June Maule took an active role in her husband's company, helping to both sell and develop Maule Air's aircraft. The couple jointly ran the day-to-day operations of the company. She took over the company after her husband's death and remained actively involved with the factory and its productions until her death in 2009.

In a 2000 interview with Aviation for Women Magazine, Maule explained her involvement with her company and the aviation industry, "I've done everything involved in building an airplane except welding. I've sewn the upholstery, helped with covering, run lathes, and even helped with the forming of windshields when we still made them in the factory. That's how Mr. Maule and I did it. We worked together."

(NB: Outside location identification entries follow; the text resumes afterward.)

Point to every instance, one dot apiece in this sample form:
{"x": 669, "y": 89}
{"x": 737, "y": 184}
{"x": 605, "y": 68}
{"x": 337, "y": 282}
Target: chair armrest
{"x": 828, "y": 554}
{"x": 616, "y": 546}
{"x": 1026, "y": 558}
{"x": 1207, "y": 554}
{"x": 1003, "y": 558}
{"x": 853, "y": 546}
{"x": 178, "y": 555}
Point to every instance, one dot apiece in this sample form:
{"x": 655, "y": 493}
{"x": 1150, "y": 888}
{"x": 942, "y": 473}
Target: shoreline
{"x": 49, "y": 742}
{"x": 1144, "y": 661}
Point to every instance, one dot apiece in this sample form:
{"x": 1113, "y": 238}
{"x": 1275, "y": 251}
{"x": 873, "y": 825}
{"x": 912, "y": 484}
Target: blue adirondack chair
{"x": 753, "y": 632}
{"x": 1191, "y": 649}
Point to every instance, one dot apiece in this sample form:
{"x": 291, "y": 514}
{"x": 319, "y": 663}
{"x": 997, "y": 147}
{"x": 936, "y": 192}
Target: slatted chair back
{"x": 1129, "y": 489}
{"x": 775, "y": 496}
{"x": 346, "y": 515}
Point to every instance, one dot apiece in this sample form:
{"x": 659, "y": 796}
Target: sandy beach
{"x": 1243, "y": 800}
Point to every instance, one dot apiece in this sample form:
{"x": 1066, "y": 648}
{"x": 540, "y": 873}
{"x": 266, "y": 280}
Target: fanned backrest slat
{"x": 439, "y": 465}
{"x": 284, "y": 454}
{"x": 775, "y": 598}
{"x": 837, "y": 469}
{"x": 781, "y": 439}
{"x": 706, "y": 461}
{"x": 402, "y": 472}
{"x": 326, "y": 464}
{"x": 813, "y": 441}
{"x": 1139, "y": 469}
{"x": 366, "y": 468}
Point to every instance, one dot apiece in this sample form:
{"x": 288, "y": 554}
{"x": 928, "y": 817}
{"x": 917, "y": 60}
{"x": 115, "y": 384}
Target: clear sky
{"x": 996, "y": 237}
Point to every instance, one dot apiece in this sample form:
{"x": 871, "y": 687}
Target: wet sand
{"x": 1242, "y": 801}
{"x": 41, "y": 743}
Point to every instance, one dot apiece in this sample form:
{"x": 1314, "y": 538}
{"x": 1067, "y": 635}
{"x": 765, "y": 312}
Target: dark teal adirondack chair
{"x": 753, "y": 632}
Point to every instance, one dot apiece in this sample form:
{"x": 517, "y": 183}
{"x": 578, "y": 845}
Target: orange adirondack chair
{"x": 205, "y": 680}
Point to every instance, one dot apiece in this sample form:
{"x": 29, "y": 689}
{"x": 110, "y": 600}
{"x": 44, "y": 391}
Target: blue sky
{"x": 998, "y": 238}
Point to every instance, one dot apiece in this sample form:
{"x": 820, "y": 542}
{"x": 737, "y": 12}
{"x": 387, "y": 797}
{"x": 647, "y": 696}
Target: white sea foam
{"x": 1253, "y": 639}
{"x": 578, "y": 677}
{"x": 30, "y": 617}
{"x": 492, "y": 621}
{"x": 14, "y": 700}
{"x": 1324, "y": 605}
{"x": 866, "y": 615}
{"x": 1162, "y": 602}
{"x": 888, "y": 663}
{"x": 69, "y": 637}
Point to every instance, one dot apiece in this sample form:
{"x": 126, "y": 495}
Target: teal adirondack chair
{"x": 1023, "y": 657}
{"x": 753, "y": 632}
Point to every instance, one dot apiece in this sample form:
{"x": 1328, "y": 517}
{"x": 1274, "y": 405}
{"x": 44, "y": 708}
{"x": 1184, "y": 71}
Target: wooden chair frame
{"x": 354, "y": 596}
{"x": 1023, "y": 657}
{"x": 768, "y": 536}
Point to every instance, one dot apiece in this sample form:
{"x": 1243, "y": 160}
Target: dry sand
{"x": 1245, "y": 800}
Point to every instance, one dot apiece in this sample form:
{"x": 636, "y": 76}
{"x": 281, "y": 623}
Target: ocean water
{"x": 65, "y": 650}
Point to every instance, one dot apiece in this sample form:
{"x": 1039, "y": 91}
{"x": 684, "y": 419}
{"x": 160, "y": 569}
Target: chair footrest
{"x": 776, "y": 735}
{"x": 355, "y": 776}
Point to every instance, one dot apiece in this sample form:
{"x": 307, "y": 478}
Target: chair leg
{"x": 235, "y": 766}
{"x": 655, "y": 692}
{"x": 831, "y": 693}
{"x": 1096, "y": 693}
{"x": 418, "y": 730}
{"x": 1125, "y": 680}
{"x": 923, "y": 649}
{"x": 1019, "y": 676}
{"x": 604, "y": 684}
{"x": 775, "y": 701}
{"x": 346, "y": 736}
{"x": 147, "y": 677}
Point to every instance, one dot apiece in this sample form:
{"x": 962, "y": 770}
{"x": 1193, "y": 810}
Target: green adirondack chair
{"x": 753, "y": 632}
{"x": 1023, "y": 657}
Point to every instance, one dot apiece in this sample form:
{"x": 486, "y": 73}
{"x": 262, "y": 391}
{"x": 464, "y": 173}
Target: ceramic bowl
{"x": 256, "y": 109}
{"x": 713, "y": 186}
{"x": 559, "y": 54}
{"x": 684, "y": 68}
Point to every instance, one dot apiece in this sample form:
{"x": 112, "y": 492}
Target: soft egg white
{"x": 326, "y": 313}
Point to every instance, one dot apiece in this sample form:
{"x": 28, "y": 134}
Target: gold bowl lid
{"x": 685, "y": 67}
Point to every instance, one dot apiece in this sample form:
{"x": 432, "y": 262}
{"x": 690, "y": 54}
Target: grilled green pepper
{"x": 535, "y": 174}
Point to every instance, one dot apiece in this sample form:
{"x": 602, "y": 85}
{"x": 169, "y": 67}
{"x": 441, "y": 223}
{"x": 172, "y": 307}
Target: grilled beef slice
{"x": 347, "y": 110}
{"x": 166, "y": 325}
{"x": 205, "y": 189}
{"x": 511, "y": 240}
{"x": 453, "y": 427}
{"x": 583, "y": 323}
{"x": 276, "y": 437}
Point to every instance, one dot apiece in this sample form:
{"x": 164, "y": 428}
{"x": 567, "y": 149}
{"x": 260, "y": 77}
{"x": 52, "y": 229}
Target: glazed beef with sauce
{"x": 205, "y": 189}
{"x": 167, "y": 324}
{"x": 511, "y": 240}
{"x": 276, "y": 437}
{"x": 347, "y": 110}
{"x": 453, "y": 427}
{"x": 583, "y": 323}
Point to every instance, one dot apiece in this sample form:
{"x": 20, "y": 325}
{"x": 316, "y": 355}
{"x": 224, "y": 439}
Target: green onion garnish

During her lifetime, Maule was inducted into the Pioneer Hall of Fame, which was created in 1992 to honor women who have made significant contributions to the aviation industry though innovation or action. Besides Maule, other past inductees to the Pioneer Hall of Fame have included Amelia Earhart, Nadine Jeppesen, Audrey Poberezny, Jeana Yeager, Anne Morrow Lindbergh, Patty Wagstaff and Olive Ann Beech.

Additionally, Maule was the recipient of the Katharine Wright Memorial Award in 1993. She was also inducted into the Women in Aviation International Hall of Fame, the Georgia Aviation Hall of Fame and the Michigan Aviation Hall of Fame. Maule was the named the Colquitt County Woman of the Year in 2000. Her funeral was held at Lifespring Community Church in Moultrie, Georgia, and she was interred at Pinecrest Memory Gardens cemetery.

Maule died from a short illness on October 29, 2009, at the age of 92. Her son, Gary Maule, 57, died from leukemia on the same day as his mother. She was survived by four other children. Most of her children were employed with Maule Air.